Die Zeitumstellung ist außerdem kein Wunschkonzert. Es war der größte
Blödsinn, die einzelnen Länder entscheiden zu lassen, welche Zeit sie
haben wollen. Ganz abgesehen davon, dass ganzjährige Sommerzeit Unfug
ist (vor allem wegen der Nachteile im Winter), ist es falsch, eine
Ausnahmezeit, die für einige Sommermonate gedacht war, auf das ganze
Jahr auszudehnen, statt sie abzuschaffen. Dann hätten wir sozusagen die
Osteuropäische Zeit (OEZ).

Man kann jetzt schon vorhersehen, dass
sich bei der jetzigen Vorgehensweise der EU wahrscheinlich langfristig
überhaupt nichts ändern wird, dass es also wahrscheinlich bei dem
jetzigen Modus mit 2maliger Zeitumstellung pro Jahr bleiben wird. Dabei
wäre es so einfach: Es einfach bei der Zeit zu belassen, die wir jetzt
im Winter haben ( = Normalzeit, Standardzeit - fälschlicherweise
Winterzeit genannt) - und schon am 31.03.2019 keine Umstellung mehr
vorzunehmen. Man könnte ja dann im Sommer wo möglich die Arbeitszeiten 1
Stunde früher beginnen lassen - was der Sommerzeit entsprechen würde
(aber ohne Zeitumstellung).

Natürlich kann man Zeitzonen auch
ändern.
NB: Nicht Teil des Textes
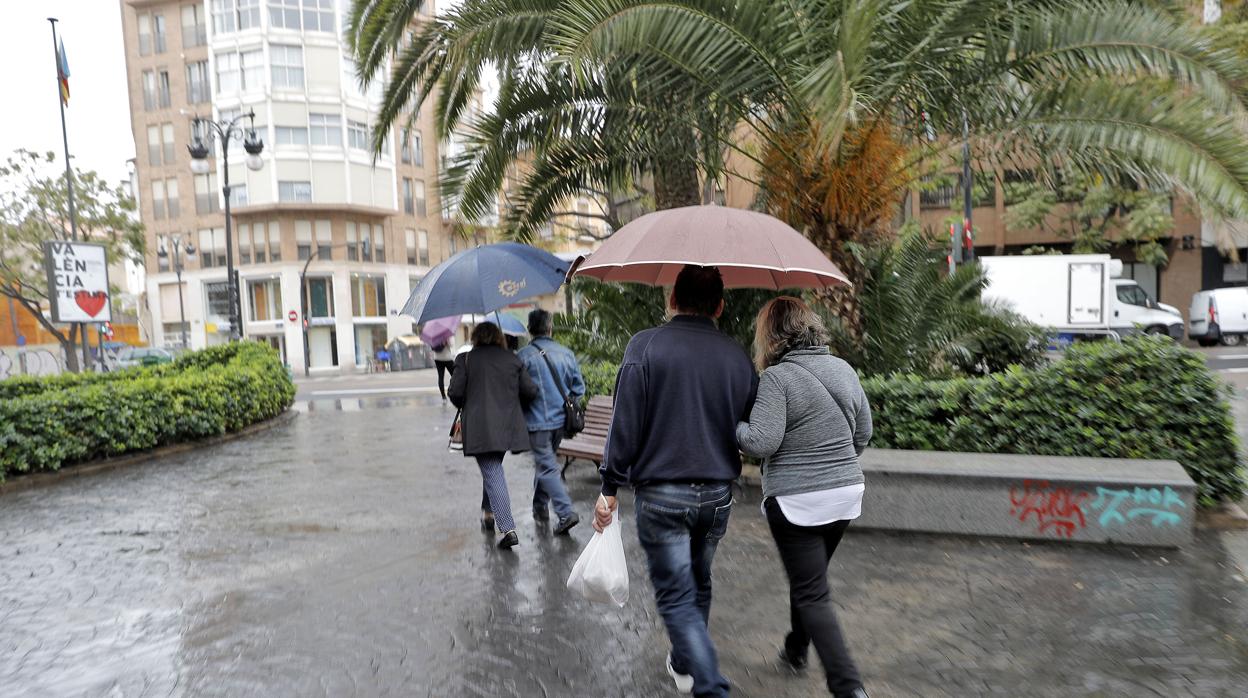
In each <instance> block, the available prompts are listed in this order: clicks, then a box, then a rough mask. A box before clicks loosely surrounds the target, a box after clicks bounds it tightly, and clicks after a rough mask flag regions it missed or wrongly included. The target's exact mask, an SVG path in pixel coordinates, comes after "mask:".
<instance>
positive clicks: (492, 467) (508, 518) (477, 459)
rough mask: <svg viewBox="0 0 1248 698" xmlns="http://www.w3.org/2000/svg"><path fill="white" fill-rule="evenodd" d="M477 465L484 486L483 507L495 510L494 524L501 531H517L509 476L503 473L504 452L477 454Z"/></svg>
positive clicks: (483, 494) (482, 505)
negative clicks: (509, 479) (477, 454)
mask: <svg viewBox="0 0 1248 698" xmlns="http://www.w3.org/2000/svg"><path fill="white" fill-rule="evenodd" d="M477 467H479V468H480V481H482V484H483V486H484V494H483V496H482V502H480V504H482V507H480V508H482V509H485V508H487V507H485V504H487V503H488V504H489V507H488V509H489V511H492V512H494V524H495V526H498V531H499V532H500V533H507V532H508V531H515V519H514V518H512V496H510V494H509V493H508V492H507V477H505V476H504V474H503V453H482V455H479V456H477Z"/></svg>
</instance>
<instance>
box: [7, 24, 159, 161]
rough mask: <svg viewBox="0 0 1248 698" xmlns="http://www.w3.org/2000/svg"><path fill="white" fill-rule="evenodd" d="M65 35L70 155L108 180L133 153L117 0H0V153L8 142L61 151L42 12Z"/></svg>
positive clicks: (48, 42)
mask: <svg viewBox="0 0 1248 698" xmlns="http://www.w3.org/2000/svg"><path fill="white" fill-rule="evenodd" d="M50 16H55V17H57V19H59V20H60V21H59V22H57V27H56V31H57V34H59V36H61V37H62V39H64V40H65V54H66V56H67V57H69V64H70V105H69V107H67V109H66V110H65V119H66V122H67V125H69V135H70V155H72V157H74V161H75V165H76V166H77V167H80V169H82V170H95V171H97V172H100V174H101V175H102V176H104V177H105V179H107V180H110V181H121V180H125V179H127V177H129V174H127V172H129V170H127V166H126V160H127V159H130V157H134V156H135V140H134V136H132V135H131V132H130V102H129V96H127V94H126V55H125V49H124V47H122V42H121V2H119V0H37V1H36V0H0V65H2V66H4V77H2V79H0V80H2V85H4V94H5V100H4V102H5V106H4V109H2V110H0V159H4V160H6V159H7V157H9V154H11V152H12V151H14V150H15V149H19V147H26V149H30V150H37V151H45V150H55V151H56V155H57V160H59V159H60V157H61V152H62V151H61V120H60V119H61V117H60V114H59V112H57V109H56V105H57V100H56V62H55V56H54V54H52V34H51V25H50V24H49V22H47V17H50Z"/></svg>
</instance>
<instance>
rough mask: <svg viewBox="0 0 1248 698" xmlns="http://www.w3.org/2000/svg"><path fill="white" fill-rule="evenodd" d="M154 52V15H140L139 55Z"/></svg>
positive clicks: (145, 55)
mask: <svg viewBox="0 0 1248 698" xmlns="http://www.w3.org/2000/svg"><path fill="white" fill-rule="evenodd" d="M151 52H152V16H151V15H146V14H145V15H139V55H140V56H150V55H151Z"/></svg>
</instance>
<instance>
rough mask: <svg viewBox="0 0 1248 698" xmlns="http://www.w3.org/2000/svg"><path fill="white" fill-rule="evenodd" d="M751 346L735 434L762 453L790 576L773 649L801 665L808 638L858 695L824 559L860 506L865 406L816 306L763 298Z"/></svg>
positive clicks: (867, 416) (771, 506) (861, 397)
mask: <svg viewBox="0 0 1248 698" xmlns="http://www.w3.org/2000/svg"><path fill="white" fill-rule="evenodd" d="M754 352H755V361H756V362H758V366H759V368H760V370H761V371H763V377H761V380H760V382H759V396H758V401H756V402H755V403H754V410H753V411H751V412H750V421H749V422H741V423H740V425H738V427H736V440H738V441H739V442H740V445H741V451H744V452H745V453H748V455H750V456H754V457H756V458H764V460H765V461H764V463H763V508H764V512H765V513H766V517H768V524H769V526H770V527H771V536H773V537H774V538H775V542H776V547H779V548H780V559H781V561H782V562H784V568H785V573H786V574H787V576H789V604H790V622H791V624H792V629H791V631H790V632H789V634H787V637H786V638H785V643H784V647H782V648H781V649H780V658H781V661H782V662H785V663H786V664H789V666H790V667H792V668H795V669H800V668H802V667H805V666H806V651H807V648H809V647H810V644H814V646H815V653H816V654H819V661H820V662H821V663H822V664H824V672H825V673H826V674H827V689H829V691H831V693H832V696H835V697H836V698H842V697H844V698H865V697H866V692H865V691H864V689H862V679H861V678H860V677H859V672H857V667H855V666H854V661H852V659H851V658H850V653H849V649H847V648H846V647H845V638H844V637H842V634H841V627H840V623H837V621H836V613H835V611H834V609H832V601H831V593H830V592H829V588H827V564H829V563H830V562H831V559H832V553H834V552H836V546H837V544H839V543H840V542H841V536H842V534H844V533H845V528H846V527H849V524H850V521H852V519H855V518H857V516H859V513H860V512H861V508H862V492H864V487H865V484H864V482H865V481H864V478H862V468H861V467H859V456H861V455H862V450H864V448H866V443H867V441H870V440H871V407H870V406H869V405H867V402H866V395H865V393H864V392H862V386H861V383H859V378H857V375H856V373H855V372H854V370H852V368H851V367H850V365H849V363H845V362H844V361H841V360H840V358H837V357H835V356H832V355H831V353H830V352H829V351H827V332H826V330H825V328H824V325H822V322H821V321H820V320H819V316H817V315H815V313H814V311H811V310H810V307H809V306H807V305H806V303H804V302H802V301H801V300H799V298H794V297H787V296H782V297H779V298H775V300H773V301H771V302H769V303H768V305H765V306H764V307H763V310H761V311H760V312H759V318H758V325H756V330H755V338H754Z"/></svg>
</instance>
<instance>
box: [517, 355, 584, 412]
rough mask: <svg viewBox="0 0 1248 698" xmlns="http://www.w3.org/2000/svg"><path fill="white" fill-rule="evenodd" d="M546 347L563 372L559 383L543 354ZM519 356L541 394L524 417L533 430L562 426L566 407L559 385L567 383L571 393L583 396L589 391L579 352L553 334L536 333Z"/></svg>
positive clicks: (577, 399) (529, 406)
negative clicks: (581, 372)
mask: <svg viewBox="0 0 1248 698" xmlns="http://www.w3.org/2000/svg"><path fill="white" fill-rule="evenodd" d="M543 351H544V352H547V357H549V358H550V363H552V365H553V366H554V370H555V371H557V372H558V373H559V385H555V382H554V375H553V373H550V367H549V366H547V362H545V358H542V352H543ZM515 356H518V357H520V361H523V362H524V367H525V368H528V371H529V377H530V378H533V382H534V383H537V386H538V396H537V398H534V400H533V402H530V403H528V405H527V406H525V407H524V420H525V421H527V422H528V423H529V431H530V432H534V431H552V430H562V428H563V421H564V411H563V397H562V396H560V395H559V386H563V391H564V392H565V393H568V396H569V397H574V398H577V400H580V397H582V396H584V395H585V381H584V378H582V376H580V365H579V363H577V355H574V353H572V350H569V348H568V347H565V346H563V345H560V343H559V342H557V341H554V340H552V338H550V337H544V336H539V337H533V341H532V342H529V346H527V347H524V348H522V350H520V351H518V352H517V353H515Z"/></svg>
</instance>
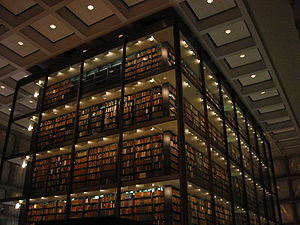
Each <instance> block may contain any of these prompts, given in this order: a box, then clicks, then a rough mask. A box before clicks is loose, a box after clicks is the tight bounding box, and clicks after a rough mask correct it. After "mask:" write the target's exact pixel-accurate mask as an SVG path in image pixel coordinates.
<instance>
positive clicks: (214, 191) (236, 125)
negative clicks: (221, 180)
mask: <svg viewBox="0 0 300 225" xmlns="http://www.w3.org/2000/svg"><path fill="white" fill-rule="evenodd" d="M155 16H156V18H160V19H163V18H165V21H164V22H165V24H164V23H162V22H161V21H159V19H158V22H155V24H153V25H152V26H149V27H146V28H145V29H144V30H140V31H136V32H133V31H134V29H136V27H135V26H141V24H138V23H137V24H135V25H134V26H133V27H132V26H131V27H125V28H122V29H120V30H117V31H115V32H113V33H112V34H109V35H107V36H106V38H108V37H109V38H111V40H112V43H111V44H108V43H103V41H102V42H100V44H95V43H93V44H91V45H90V46H87V49H88V51H87V52H85V53H82V48H83V47H82V46H81V47H79V48H77V56H78V57H74V58H70V60H68V61H67V62H62V63H60V62H59V58H57V60H56V64H55V66H52V64H53V61H51V62H49V63H48V64H49V65H48V69H47V73H46V76H45V77H46V78H45V88H44V92H43V96H42V102H41V104H42V105H41V107H40V108H38V111H37V112H38V113H39V119H38V125H40V123H41V119H42V109H43V103H44V101H43V100H44V96H45V90H46V87H47V80H48V79H47V77H48V75H49V74H51V73H53V72H55V71H58V70H59V69H62V68H63V67H64V66H66V65H72V64H74V63H75V62H77V63H78V62H79V61H80V63H81V67H80V75H79V76H80V79H79V83H78V89H77V98H76V111H75V118H74V128H73V137H72V151H71V165H70V179H69V183H68V185H69V186H68V190H67V213H66V215H67V217H68V216H69V213H70V207H71V193H72V192H73V190H72V180H73V171H74V158H75V144H76V143H77V139H78V136H77V133H78V126H77V125H78V119H79V110H80V99H81V97H82V79H83V74H84V62H85V59H86V58H89V57H92V56H95V55H96V54H99V53H101V52H104V51H107V50H110V49H111V48H112V47H116V46H118V44H119V42H120V41H121V40H122V45H123V54H122V70H121V76H122V80H121V102H120V105H121V110H120V111H119V126H120V127H119V145H118V154H117V162H118V163H117V174H116V176H117V181H118V183H117V195H116V211H115V214H116V215H117V216H120V208H121V205H120V203H121V201H120V200H121V187H122V183H121V169H122V164H121V155H122V147H123V145H122V142H123V141H122V140H123V132H124V127H123V116H122V115H123V107H122V106H124V96H125V80H124V74H125V62H126V46H127V43H128V40H134V39H136V38H139V37H141V36H145V35H147V34H151V32H154V31H157V30H159V29H163V28H165V27H166V26H170V25H173V31H172V32H173V39H174V51H175V76H176V91H177V97H176V101H177V102H176V103H177V114H176V115H177V129H178V146H179V150H180V174H179V175H180V179H179V180H180V193H181V218H182V224H183V225H187V224H188V220H189V210H188V191H187V174H186V173H187V169H186V168H187V166H186V154H185V151H184V149H185V132H184V130H185V129H184V124H185V122H184V118H185V116H184V108H183V88H182V74H181V50H180V32H183V33H184V35H186V36H188V39H191V40H192V41H194V39H193V38H192V37H191V35H190V34H187V32H186V31H187V30H188V28H187V27H186V25H184V23H183V22H182V21H181V19H180V18H179V17H178V16H177V15H176V13H175V12H174V11H173V10H170V9H168V10H166V11H163V12H161V13H159V14H156V15H155ZM149 18H150V19H151V16H150V17H149ZM150 21H151V20H150ZM119 34H123V36H122V37H121V36H120V37H117V36H118V35H119ZM194 43H197V41H194ZM84 47H86V46H84ZM96 47H97V48H96ZM195 49H196V51H197V53H198V55H199V56H200V60H201V61H200V64H199V71H200V75H201V78H202V90H199V91H200V93H201V94H202V96H203V106H204V117H205V128H206V132H207V134H209V129H208V121H209V117H208V111H207V102H208V101H209V100H208V98H207V93H206V81H205V77H204V70H203V66H204V63H203V61H204V60H205V61H206V63H208V65H209V66H212V67H213V68H212V70H213V72H215V74H217V75H220V76H219V78H218V79H217V82H218V84H219V87H218V91H219V95H220V102H221V109H220V110H219V109H217V110H218V111H220V113H221V117H222V120H223V133H224V138H225V148H226V149H225V150H226V154H225V155H226V161H227V173H228V175H229V187H230V201H231V211H232V224H233V225H235V224H236V219H235V212H234V211H235V206H234V201H233V187H232V186H233V185H232V183H231V182H232V181H231V169H230V166H231V160H230V155H229V150H228V141H227V132H226V121H227V120H226V116H225V112H224V102H223V94H222V91H221V90H222V86H221V85H224V86H225V87H226V88H228V87H227V86H226V85H227V84H226V82H224V80H222V79H223V77H222V78H220V77H221V76H222V75H221V74H220V72H219V71H218V69H217V68H216V67H215V66H214V65H213V63H212V62H211V60H210V57H209V56H208V55H207V53H206V52H205V51H204V50H203V49H202V48H201V46H197V47H196V48H195ZM50 64H51V65H50ZM30 70H31V71H39V72H40V69H37V68H31V69H30ZM41 76H42V75H41V74H40V73H36V75H33V76H30V77H27V78H25V79H23V80H21V81H19V82H18V83H17V86H16V91H15V95H14V99H13V103H12V107H11V114H10V118H9V123H8V128H7V135H6V137H5V142H4V150H3V155H2V157H1V163H0V170H1V171H2V170H3V165H4V162H5V160H6V157H5V156H6V150H7V145H8V141H9V135H10V131H11V126H12V123H13V121H15V120H17V119H19V118H13V113H14V110H15V106H16V100H17V95H18V91H19V88H20V87H21V86H22V85H24V84H27V83H29V82H32V81H33V80H35V79H37V78H40V77H41ZM229 92H230V93H229V94H230V95H234V93H235V92H234V91H233V90H232V89H231V88H230V87H229ZM231 97H232V100H233V106H234V119H235V122H236V127H235V133H236V134H237V137H238V148H239V154H240V156H241V157H240V158H241V159H240V164H241V172H242V183H243V189H244V196H245V199H246V204H245V206H246V215H247V220H248V224H250V219H249V209H248V202H247V201H248V200H247V192H246V183H245V174H244V165H243V159H242V155H243V153H242V151H241V143H240V141H241V137H240V132H239V124H238V119H237V111H236V104H237V102H238V101H239V100H238V98H237V97H235V96H231ZM212 105H214V103H212ZM240 107H241V106H240ZM34 113H36V112H34ZM26 116H28V115H24V117H26ZM249 116H250V115H246V116H245V119H246V126H248V125H247V118H248V117H249ZM250 117H251V116H250ZM256 126H257V124H255V127H254V129H255V128H256ZM247 130H248V128H247ZM255 132H256V129H255ZM246 138H247V139H248V140H247V141H249V134H248V137H246ZM205 139H206V140H205V142H206V146H207V153H208V159H209V185H210V192H211V195H210V198H211V203H212V218H213V221H212V222H213V224H216V211H215V198H214V196H215V191H214V185H213V174H212V155H211V154H212V153H211V146H214V145H213V144H212V142H211V140H210V138H209V136H208V137H207V138H205ZM264 141H265V140H264ZM256 142H257V136H256ZM256 145H257V143H256ZM256 147H257V148H258V145H257V146H256ZM250 149H251V147H250ZM264 151H265V154H266V151H267V150H266V149H265V146H264ZM36 152H37V149H36V148H34V149H33V151H32V153H33V155H34V156H33V163H34V161H35V157H36ZM268 153H269V154H270V159H272V155H271V152H270V150H269V149H268ZM250 156H251V166H252V171H253V162H252V155H251V150H250ZM259 164H260V170H261V161H260V160H259ZM268 166H269V165H268ZM271 169H272V171H273V172H272V173H273V175H274V168H273V166H272V165H271ZM261 173H262V172H261ZM261 175H262V174H261ZM0 176H1V175H0ZM268 176H269V179H270V174H269V170H268ZM273 177H274V176H273ZM270 182H271V180H270ZM273 182H274V185H275V190H276V192H277V189H276V183H275V180H274V181H273ZM262 185H263V188H265V186H264V184H262ZM254 186H255V183H254ZM255 190H256V187H255ZM264 195H265V192H264ZM24 197H26V198H27V203H28V202H29V197H30V194H29V195H28V196H24ZM272 197H273V195H272ZM275 197H276V199H277V202H278V194H277V193H275ZM256 198H257V193H256ZM3 201H5V200H3ZM278 210H279V205H278ZM279 216H280V211H279ZM258 217H259V221H260V216H259V213H258ZM268 222H269V221H268ZM279 223H280V224H282V221H281V217H280V222H279Z"/></svg>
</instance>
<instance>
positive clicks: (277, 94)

So gehört Spanien eigentlich zur WEZ und Polen zur OEZ. Für uns
wäre jedoch die OEZ die falsche Zeit. Wer unbedingt die Sommerzeit haben
möchte, sollte sich halt mit der Zeitumstellung abfinden. Alles kann
man auch nicht haben. Ganzjährige Sommerzeit ist jedoch - wie schon
gesagt - Unfug. Maßgebliche Politiker - wie Herr Altmeier - fallen auch
noch darauf herein. Dabei sollte man wissen, dass einige Länder wie
Großbritannien (1971) und Rußland (2014) wieder die ganzjährige
Sommerzeit abgeschafft haben und zur ganzjährigen Normalzeit
übergegangen sind, nachdem sich herausstellte, dass sie vor allem im
Winter nur Nachteile bringt. Muss man denn den gleichen Fehler immer
wieder machen?

shivamichAntwort
(0)(0)

Ich finde es erschreckend, wie ignorant und abgestumpft doch viele sind...wenn es wenigstens
Sinn machen würde, aber es hat sich erwiesen, es macht keinen Sinn und für die, die es abends
gerne länger hell haben wollen, können doch einfach eine Stunde früher mit der Arbeit anfangen
und haben dann früher Feierabend. Das muss aber doch nicht für alle gelten!!!